Work on Football Field Lights Begins

Campbellsville University Athletics
Contact: Chris Megginson
Cell: 270-403-1503


By Richard RoBards, Campbellsville University Sports Information

CAMPBELLSVILLE, Ky. — The project that will ultimately lead to night games for football, soccer and baseball, and artificial turf for football and soccer, drew its first dirt Monday when holes for the light poles began to be drilled at Finley Stadium.


Workers from Reynolds Electric Contractors, in coordination with Enterprise Electric, both from Nashville, Tenn., pulled dirt from a hole just after lunch on Monday. Nine poles will ultimately be set, according to Doug Reynolds, project coordinator. Four poles will be set on the football field and five on the baseball field (counting one pole that will be shared by both fields).

Doyle Miles of Reynolds Electric Contractors began drilling light pole holes Monday. (Campbellsville University Photo by Richard RoBards)











Doyle Miles of Reynolds Electric Contractors began drilling light pole
holes Monday. (Campbellsville University Photo by Richard RoBards)


Turf excavation will begin just after the first of the year, according to Director of CU Athletics Rusty Hollingsworth. Hollingsworth said it will take four weeks to prepare the base and four weeks to lay the turf – all contingent upon the weather.

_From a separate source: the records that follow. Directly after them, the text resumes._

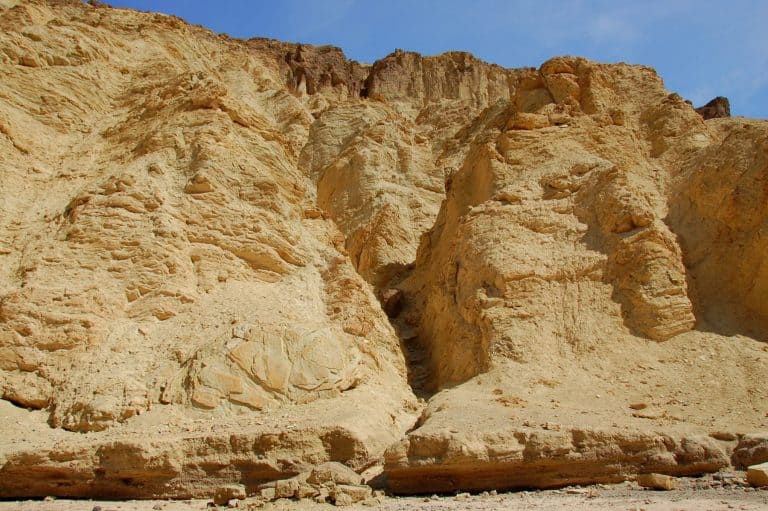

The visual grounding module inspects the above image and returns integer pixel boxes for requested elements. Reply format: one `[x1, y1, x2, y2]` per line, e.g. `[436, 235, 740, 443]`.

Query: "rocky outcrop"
[696, 96, 731, 120]
[0, 0, 768, 504]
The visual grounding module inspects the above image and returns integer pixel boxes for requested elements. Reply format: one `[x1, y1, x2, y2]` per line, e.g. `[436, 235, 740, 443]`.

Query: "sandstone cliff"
[0, 0, 768, 497]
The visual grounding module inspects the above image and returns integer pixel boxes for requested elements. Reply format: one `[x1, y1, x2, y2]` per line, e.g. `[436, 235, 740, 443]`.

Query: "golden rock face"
[0, 0, 768, 497]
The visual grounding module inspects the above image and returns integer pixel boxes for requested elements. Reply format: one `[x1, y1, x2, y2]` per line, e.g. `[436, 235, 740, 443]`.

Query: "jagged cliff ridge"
[0, 0, 768, 497]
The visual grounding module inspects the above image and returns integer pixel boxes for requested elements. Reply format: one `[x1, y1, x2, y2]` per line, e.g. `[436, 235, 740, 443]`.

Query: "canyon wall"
[0, 0, 768, 498]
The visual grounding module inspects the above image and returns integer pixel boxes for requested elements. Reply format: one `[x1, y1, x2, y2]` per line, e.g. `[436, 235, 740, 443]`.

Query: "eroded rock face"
[0, 0, 768, 503]
[696, 96, 731, 120]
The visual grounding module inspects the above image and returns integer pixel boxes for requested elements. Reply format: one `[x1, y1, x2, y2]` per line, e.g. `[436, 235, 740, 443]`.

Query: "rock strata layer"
[0, 0, 768, 498]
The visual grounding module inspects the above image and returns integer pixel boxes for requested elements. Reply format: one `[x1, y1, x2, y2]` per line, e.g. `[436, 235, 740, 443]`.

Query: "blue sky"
[108, 0, 768, 118]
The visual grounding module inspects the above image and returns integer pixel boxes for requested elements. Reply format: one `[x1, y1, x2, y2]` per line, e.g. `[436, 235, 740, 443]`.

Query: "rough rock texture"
[0, 0, 768, 501]
[696, 96, 731, 120]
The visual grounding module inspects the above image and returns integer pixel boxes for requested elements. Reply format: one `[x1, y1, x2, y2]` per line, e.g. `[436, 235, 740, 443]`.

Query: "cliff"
[0, 0, 768, 498]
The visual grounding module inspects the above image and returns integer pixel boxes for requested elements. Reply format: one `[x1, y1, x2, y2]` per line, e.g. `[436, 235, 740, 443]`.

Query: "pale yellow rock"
[0, 0, 768, 503]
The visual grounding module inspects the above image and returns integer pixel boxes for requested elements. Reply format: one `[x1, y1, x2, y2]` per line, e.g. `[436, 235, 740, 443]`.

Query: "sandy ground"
[0, 473, 768, 511]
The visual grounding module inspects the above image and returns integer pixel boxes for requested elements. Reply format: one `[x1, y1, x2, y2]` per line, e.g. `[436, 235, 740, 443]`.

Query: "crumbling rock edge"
[0, 0, 768, 501]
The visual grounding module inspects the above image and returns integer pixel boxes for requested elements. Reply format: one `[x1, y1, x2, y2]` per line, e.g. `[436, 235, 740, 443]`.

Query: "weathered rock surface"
[0, 0, 768, 504]
[696, 96, 731, 120]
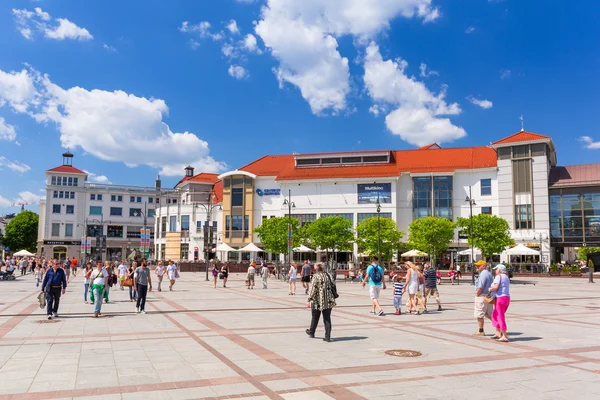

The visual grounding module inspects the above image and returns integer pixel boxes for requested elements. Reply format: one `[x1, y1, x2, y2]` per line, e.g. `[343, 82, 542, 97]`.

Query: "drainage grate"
[385, 350, 422, 357]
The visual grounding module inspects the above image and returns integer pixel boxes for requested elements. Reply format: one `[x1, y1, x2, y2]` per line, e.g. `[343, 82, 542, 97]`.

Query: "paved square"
[0, 273, 600, 400]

“We are excited about the possibility of having our lights and field in place for spring practice. This will be a huge benefit to us at a time when the field conditions and weather can be unpredictable,” said football coach Perry Thomas. “Getting started in January will give us a great showcase area to take our recruits as they come on campus. This will get them excited about the growth happening here not only in the educational areas but also with our athletic facilities.”

The nine light pole holes will each be drilled 16-20 feet deep and a pre-stressed “stud” will be placed in the hole and concrete poured in around it. Once the concrete sets for a few days, metal poles will be attached to the “stud.”
“Our ultimate goal is Feb. 1, but that all depends on the weather,” said Reynolds.

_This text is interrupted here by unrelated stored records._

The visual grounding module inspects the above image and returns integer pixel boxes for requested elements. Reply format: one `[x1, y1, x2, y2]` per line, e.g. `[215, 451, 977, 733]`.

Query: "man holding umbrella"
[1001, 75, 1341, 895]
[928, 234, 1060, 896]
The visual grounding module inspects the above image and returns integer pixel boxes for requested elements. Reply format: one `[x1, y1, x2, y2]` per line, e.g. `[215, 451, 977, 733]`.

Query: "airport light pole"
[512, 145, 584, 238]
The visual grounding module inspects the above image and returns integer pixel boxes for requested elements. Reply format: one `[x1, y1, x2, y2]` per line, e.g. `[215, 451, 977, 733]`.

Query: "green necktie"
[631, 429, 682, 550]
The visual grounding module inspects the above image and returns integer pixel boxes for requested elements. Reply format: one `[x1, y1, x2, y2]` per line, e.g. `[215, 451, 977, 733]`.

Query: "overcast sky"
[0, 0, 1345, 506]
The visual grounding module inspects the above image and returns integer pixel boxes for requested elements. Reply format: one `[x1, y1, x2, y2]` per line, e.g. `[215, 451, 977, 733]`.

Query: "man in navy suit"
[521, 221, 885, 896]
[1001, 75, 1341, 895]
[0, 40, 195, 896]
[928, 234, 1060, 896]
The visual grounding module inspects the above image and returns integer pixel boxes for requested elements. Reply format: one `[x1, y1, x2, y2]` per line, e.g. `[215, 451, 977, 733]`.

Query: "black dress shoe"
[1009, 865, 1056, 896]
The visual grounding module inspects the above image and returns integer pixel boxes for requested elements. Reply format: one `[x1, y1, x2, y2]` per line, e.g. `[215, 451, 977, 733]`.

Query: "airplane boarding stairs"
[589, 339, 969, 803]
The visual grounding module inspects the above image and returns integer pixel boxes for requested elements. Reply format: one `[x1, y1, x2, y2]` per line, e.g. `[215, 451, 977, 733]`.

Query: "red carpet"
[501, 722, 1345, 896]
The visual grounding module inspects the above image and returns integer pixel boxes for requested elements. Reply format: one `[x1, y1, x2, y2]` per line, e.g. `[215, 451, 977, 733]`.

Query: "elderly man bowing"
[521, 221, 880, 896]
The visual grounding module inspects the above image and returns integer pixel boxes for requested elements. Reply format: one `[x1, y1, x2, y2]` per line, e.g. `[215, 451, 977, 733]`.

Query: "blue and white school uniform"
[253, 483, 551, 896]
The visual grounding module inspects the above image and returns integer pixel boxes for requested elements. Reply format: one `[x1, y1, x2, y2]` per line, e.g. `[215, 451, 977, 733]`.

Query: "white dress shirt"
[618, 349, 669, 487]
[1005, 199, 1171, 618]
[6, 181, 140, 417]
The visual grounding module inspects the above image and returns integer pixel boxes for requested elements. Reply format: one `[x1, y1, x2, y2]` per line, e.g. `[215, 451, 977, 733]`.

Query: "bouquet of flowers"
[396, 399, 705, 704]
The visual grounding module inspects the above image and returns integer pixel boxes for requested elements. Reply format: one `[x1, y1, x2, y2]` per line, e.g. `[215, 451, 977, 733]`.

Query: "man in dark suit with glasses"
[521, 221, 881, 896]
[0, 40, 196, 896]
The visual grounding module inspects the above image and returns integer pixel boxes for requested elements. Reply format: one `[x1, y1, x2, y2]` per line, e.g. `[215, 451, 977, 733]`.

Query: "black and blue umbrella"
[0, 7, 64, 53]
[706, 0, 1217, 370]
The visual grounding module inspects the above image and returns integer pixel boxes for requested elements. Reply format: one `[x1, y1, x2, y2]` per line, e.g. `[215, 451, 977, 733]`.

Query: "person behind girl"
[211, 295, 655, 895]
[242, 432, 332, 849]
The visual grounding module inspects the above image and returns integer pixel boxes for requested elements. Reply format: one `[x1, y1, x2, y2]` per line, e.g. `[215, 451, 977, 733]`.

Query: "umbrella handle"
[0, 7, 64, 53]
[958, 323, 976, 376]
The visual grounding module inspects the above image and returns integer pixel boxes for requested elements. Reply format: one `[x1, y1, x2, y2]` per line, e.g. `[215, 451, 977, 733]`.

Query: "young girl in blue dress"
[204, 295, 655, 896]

Once the poles are set, 157 Musco Lighting System light fixtures will be erected on the poles.  Each light has been built at a computerized designated angle to produce optimal lighting in every corner of each field, Reynolds said. According to Reynolds, the football field will have 75 foot candles of constant light and the baseball field 70 foot candles in the infield and 50 in the outfield.

When asked to define foot candle in layman’s terms, Reynolds said: “Well, let’s just say it will be quite bright.”

Reynolds said most high school football fields provide 40 to 50 foot candle power. “So, I would assume the university fields will be 1 1/2 to 2 times brighter that that.”

Reynolds also said that the system the university choose is a “green system” that is energy efficient and eliminates spillover light outside the playing areas.

During turf preparation, according to Hollingsworth, about eight inches of soil will be removed and replaced by 4 inches of larger rock and 1 ½ inches of smaller rock. It will all be laser graded and a geo-textile material will be laid on top of the base that allows water to permeate into the drainage system. A 12-inch tile will be set every 30 feet. Hollingsworth said the field is supposed to be able to sustain 10 inches of rain in one hour and still be playable.

“This is a project that benefits so many people on our campus,” said Hollingsworth. “Obviously it greatly benefits our football and soccer programs. It will also benefit the marching band, intramurals and summer camps. The turf field could also allow us the ability to add new sports in the future.”

EnviroTurf out of Jackson, Miss. will be doing the field work. They are the NAIA-recognized turf vendor. The hope is to have the field ready for the football team’s spring game.

“We initiated a $1.2 million athletic fund-raising campaign back on September 25 and have many opportunities for individuals and businesses to become involved with this project,” Hollingsworth continued.